村上さん曰く「サラダにノンオイルドレッシングやマヨネーズをかけるのが一番ダメ!」とのこと。野菜に含まれるビタミンやミネラルは、良質な油と一緒に摂ることで効率よく吸収できます。
ポイント【2】食事中の水分には注意!
2つめのポイントは食事中の水分量。
健康やダイエット目的で、食事中に水分を多く摂る方がいますが、これは腸内環境を整えるという面ではあまりおすすめできません。
「水分を多く摂ることで胃酸が薄まり、食べ物をうまく消化できなくなります。うまく消化できないまま腸に運ばれた食べ物が腐敗することで、腸内環境の悪化につながってしまうんです」。
晩酌好きな方もドキリとしますね。
ポイント【3】酸性食品は摂りすぎない!
肉、魚、卵、炭水化物などの食品は酸性食品。緑の濃い葉野菜などはアルカリ性食品です。
pHを決めているのは、液体中に含まれるイオンの量。
イオンというのは物質を構成する原子や分子がプラスの電気を帯びたり、マイナスの電気を帯びた状態になったもののことです。
物質がイオンの状態になると、+とーが引き合うので、化学反応しやすいです。
マイナスのイオンが多ければアルカリ性に、プラスのイオンが多ければ酸性になります。
酸性イオンがたくさん出る食品を「酸性食品」、アルカリイオンがたくさんできる食品を「アルカリ性食品」と呼んでいます。
「体内に酸性食品が多く入ってくると、骨からカルシウムを溶かし出して血液を弱アルカリ性に戻そうとしてしまうんです。過度な糖質制限で肉ばかりを食べる方がいますが、立派な筋肉の中で骨はスカスカ、なんてことも…」。
発酵食品は腸に良いとされていますが、ヨーグルトや、糖を原料とした発酵食品は酸性食品です。腸内環境を整えようとヨーグルトをたくさん食べても、身体全体でみれば(骨に負担がかかるので)マイナスになるかも。
何事も、偏った食べ方は良くないということですね。
良い食品をバランスよく、が良い腸内環境をつくる
村上さんの人生を変えたといっても過言ではない、アンチエイジングのスペシャリスト、オーガスト・ハーゲスハイマー氏(栄養科学博士)は、ベビーリーフなど栄養価の高い生野菜と良質な非加熱の油、信頼のおける生産者のもとで作られた肉や卵が、腸内環境を整えるのに理想的な食事だと提唱しています。(それに加えて、握りこぶしひとつ分までの炭水化物を摂るのはOK)

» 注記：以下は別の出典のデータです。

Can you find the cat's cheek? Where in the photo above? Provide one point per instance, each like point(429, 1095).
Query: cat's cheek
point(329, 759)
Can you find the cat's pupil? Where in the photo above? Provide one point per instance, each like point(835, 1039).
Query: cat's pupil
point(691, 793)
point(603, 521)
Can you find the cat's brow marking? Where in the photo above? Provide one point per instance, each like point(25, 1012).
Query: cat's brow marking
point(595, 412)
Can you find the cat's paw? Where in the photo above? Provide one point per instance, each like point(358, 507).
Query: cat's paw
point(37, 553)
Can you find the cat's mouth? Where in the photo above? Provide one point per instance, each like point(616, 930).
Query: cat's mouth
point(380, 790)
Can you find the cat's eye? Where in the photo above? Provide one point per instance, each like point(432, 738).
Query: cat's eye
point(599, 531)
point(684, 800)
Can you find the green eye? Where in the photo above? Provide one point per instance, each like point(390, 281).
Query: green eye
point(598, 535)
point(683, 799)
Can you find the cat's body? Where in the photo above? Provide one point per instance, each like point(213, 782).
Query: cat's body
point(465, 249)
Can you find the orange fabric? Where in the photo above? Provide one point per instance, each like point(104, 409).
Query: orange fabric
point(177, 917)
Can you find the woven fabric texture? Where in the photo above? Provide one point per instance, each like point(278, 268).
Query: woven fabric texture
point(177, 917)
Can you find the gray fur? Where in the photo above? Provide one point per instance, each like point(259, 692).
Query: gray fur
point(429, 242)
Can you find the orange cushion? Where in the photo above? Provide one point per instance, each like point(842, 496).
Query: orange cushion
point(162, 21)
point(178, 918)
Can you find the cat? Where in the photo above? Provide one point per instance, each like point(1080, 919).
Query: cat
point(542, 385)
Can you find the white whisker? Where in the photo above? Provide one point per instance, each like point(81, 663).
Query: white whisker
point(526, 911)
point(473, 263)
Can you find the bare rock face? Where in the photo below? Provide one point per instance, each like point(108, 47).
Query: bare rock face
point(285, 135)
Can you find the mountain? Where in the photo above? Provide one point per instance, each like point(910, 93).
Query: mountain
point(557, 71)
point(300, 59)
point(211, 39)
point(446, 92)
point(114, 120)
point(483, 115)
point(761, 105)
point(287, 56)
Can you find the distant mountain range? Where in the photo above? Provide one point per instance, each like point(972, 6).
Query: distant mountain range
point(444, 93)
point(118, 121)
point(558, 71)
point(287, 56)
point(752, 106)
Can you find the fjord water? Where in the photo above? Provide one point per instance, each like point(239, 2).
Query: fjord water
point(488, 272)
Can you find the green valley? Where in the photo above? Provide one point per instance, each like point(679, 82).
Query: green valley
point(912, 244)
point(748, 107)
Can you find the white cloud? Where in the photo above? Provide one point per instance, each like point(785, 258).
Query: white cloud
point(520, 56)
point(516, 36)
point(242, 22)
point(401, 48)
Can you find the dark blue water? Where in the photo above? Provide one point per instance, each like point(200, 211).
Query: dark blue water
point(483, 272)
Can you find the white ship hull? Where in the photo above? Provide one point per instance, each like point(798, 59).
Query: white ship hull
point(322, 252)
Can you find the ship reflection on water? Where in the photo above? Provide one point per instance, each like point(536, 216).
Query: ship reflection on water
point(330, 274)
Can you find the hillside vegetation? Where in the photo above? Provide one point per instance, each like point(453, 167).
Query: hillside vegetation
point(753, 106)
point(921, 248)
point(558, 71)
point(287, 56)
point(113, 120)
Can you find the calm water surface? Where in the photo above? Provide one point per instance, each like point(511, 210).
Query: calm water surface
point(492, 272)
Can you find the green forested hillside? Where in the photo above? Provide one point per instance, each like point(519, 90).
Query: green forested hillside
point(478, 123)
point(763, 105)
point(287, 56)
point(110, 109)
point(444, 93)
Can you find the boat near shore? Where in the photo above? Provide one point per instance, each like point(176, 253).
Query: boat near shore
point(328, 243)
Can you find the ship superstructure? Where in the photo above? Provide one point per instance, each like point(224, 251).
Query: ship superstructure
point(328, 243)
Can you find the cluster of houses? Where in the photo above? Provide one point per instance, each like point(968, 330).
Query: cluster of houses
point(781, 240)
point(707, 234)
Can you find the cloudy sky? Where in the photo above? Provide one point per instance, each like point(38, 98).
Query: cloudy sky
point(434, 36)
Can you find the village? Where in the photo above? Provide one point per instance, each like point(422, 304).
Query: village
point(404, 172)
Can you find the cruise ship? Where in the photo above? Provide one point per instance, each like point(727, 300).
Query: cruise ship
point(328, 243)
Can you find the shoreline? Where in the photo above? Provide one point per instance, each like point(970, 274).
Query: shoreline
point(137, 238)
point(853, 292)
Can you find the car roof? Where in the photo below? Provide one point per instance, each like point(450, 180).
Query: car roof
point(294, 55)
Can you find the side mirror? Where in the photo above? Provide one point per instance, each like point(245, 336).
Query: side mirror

村上さんはその昔、「食生活に気をつけて毎日快便だったけれど、肌トラブルに悩まされていた」そうです。20代のときに氏の理論と出会い、それまでの食事法をガラリと変えたことで体質改善に成功したのだそう。快便=良い腸内環境というわけではないところが以外ですね。
「腸内環境にばかり注目するのではなく、身体全体のことを考えて食生活を見直してほしい」と村上さんは言います。
3つのポイントは今日からでも試せるものばかり。
腸内環境や体質改善に興味のある方はぜひ実践してみてはいかがでしょうか。